GlaxoSmithKline LLC v. Teva Pharmaceuticals USA, Inc.

 
APPEAL NO.
18-1976, 18-2023
OP. BELOW
DCT
SUBJECT
Patent
AUTHOR
Newman

Question(s) Presented

“The questions concern whether induced infringement can be used to nullify a provision of the Hatch-Waxman Amendments. Congress specified in Hatch-Waxman that when a drug is no longer patented and is FDA-approved for unpatented uses, a patent on one method of using the drug cannot be allowed to block the sale and use of the drug for the other, unpatented purposes. See 21 U.S.C. § 355(j)(2)(A)(viii).
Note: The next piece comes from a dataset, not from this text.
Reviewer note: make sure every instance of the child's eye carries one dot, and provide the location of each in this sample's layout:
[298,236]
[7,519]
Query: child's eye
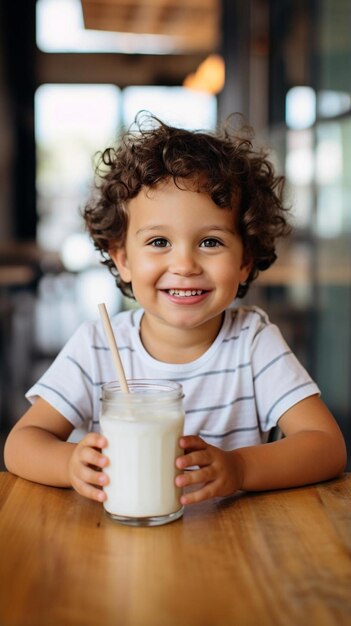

The statutory mechanism is a ‘carve-out’: a generic manufacturer can adopt a ‘skinny label,’ deleting the patented indication and labeling the product only for unpatented indications, and avoid claims that the label induces infringement. The questions are: Can the generic manufacturer nonetheless be held liable for induced infringement based on evidence that would be available in every carve-out case—the skinny label itself and product materials that describe the generic drug product as the AB-rated generic equivalent of the brand product, but do not even mention the patented method? And even if the generic manufacturer were found to have encouraged infringement, can it be held liable for infringement that it did not cause—e.g., if the direct infringer undisputedly did not see the communication that supposedly encouraged infringement?”